Not the police. They were in Francesco's pocket. Not my father's old friends. They answered to Francesco now. Lorenzo. Always Lorenzo.
The smart thing would have been anyone else.
Anyone who didn't make my pulse skip when he entered a room.
Anyone whose voice didn't send heat pooling in my stomach when he said my name.
Anyone who didn't make me feel like that fifteen-year-old girl with her first crush, desperate and wanting something she couldn't even name.
But I knocked on his door at three in the morning because some part of me has always been walking toward him.

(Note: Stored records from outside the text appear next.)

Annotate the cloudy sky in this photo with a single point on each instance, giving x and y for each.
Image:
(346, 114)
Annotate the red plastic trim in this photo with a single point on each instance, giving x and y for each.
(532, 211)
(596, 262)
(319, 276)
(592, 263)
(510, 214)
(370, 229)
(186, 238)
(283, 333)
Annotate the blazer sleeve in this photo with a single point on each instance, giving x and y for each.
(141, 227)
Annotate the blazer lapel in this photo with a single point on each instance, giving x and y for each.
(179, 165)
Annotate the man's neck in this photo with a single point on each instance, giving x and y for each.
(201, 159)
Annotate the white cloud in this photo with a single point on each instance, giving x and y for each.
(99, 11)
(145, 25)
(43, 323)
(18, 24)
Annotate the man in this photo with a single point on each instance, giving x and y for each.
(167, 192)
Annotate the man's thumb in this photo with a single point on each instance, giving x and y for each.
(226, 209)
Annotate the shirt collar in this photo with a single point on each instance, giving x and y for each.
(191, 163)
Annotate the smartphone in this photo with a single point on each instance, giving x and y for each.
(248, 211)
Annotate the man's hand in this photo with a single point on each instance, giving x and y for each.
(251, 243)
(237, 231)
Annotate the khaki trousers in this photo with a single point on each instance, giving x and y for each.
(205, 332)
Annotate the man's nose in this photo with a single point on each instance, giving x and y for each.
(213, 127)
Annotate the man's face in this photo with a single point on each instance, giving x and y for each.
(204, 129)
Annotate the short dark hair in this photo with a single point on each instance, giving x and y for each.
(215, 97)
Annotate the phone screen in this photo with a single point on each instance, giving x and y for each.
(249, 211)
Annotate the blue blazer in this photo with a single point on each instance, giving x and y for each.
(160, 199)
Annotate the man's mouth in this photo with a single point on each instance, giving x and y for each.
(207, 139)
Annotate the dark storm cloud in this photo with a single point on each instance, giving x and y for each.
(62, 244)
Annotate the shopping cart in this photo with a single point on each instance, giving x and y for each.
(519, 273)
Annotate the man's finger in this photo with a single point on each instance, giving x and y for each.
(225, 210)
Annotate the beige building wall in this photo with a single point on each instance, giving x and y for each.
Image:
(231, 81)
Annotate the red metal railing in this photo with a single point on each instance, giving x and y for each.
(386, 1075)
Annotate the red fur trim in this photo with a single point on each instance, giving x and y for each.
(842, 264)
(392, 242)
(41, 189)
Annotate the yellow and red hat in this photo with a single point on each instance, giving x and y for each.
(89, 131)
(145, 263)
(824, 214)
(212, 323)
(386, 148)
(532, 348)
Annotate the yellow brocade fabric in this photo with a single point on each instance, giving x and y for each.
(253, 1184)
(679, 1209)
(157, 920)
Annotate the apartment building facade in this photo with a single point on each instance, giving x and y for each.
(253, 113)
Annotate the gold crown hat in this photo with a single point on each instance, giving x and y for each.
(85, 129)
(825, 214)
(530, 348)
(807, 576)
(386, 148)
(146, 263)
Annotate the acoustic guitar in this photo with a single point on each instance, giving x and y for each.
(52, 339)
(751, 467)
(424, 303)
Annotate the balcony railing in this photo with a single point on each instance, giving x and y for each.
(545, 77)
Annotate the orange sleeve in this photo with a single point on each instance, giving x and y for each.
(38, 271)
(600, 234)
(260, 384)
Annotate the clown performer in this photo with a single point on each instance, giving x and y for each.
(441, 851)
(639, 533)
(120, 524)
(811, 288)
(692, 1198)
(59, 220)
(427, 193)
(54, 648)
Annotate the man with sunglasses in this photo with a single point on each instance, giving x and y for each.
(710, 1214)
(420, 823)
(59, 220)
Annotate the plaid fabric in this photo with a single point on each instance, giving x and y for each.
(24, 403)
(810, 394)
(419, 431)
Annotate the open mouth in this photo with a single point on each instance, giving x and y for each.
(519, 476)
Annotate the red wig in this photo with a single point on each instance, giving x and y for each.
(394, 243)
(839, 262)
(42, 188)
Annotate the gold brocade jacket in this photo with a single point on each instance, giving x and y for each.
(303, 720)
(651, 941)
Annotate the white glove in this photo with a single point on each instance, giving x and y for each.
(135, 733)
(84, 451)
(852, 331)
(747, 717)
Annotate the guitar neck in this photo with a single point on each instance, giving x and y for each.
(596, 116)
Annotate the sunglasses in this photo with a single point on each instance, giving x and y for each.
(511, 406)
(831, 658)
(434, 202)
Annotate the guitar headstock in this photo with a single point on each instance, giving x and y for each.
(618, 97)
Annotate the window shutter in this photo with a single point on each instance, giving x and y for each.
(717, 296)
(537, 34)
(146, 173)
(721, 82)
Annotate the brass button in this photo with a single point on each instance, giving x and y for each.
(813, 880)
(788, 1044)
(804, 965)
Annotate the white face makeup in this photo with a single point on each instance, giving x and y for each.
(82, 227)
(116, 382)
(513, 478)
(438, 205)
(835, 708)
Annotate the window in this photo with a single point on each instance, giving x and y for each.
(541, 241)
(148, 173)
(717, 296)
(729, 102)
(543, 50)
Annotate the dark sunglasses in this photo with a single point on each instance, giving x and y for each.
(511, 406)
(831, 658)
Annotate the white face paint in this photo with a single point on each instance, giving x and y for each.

And now I'm here, locked in his room, wearing his shirt, and my body reacts to his presence like I'm still that teenager. When he searched me for a wire, his hands careful but thorough, I forgot how to breathe.
It's pathetic.
I'm pathetic.
He sees me as a child, calls me "kiddo," and why wouldn't he? The last time he really looked at me, I was eight years old with scraped knees. Now I'm just Francesco's runaway niece, a problem to solve, a potential asset with information.
The sandwich sits heavy in my stomach. I push the tray aside, drawing my knees back to my chest.
This crush—because what else can I call it?—needs to die. I'm not fifteen anymore, and this isn't some fantasy where the dangerous older man suddenly sees me as a woman.
This is survival. Nothing more.
Lorenzo
The Sartori compound gates open before my Alfa Romeo reaches them. Our men are watching through the cameras, always monitoring.
I park beside Pietro's Maserati, the engine ticking as it cools. The air bites through my coat as I walk to the main entrance. Home. Or what passes for it these days with Riccardo's ghost haunting every corner.
Voices drift from the family room as I enter.
I follow the sound, stopping in the doorway.
Pietro lounges in the leather armchair like he owns the world—which in Chicago, he practically does.
Dark stubble shadows his jaw, and his white shirt is rolled to his elbows, exposing forearms marked with old scars.
He looks tired. We all do these days, but Pietro wears exhaustion like another weapon.
The woman beside him is the only one who can relax my older brother.
Nora sits on the arm of Pietro's chair, her auburn hair catching the firelight. Her green eyes find mine, sparkling with mischief.
"Lorenzo Sartori, gracing us with his presence." She grins, that Boston accent making every word sound like a challenge. "Let me guess. Another late night at the restaurant counting money?"
"Someone has to keep this family fed." I drop onto the couch across from them. "Can't all spend our evenings playing house."
"Playing house?" Nora laughs, and Pietro's hand finds her waist, pulling her closer. The gesture is unconscious, natural. "Your brother's teaching me the family business. Turns out the Irish and Italians have more in common than blood feuds."
"Careful, Pietro. She'll be running Chicago before you know it."
"Let her try." Pietro's voice carries warmth I haven't heard in years. His fingers trace absent patterns on Nora's hip, and she leans into him like it's the most natural thing in the world.
The thing is, I've watched Nora since the first day Pietro brought her here.
Saw how she stood up to him when everyone else cowered.
Witnessed her refuse to be intimidated by Pietro's reputation.
She's the only woman who's made my brother feel human again after Pablo's death—his best friend—nearly destroyed him.
Sometimes, watching them, I think maybe love isn't just for blood family. Maybe it can exist between two people who choose each other despite everything.
"You're staring, Lorenzo." Nora's voice cuts through my thoughts. "Either you're plotting something or you've finally realized your brother's more charming than you."
"Impossible. I got all the charm in this family."
"Is that what you tell yourself?" She studies me. "You look like someone stole your whiskey and replaced it with water."
Pietro's gaze sharpens on me too. Great. Now they're both analyzing me like I'm one of Vittoria's computer problems.
Nora stands, smoothing down the shirt she's wearing. "I'm going to find Vittoria. She promised to show me that new security system she's been working on."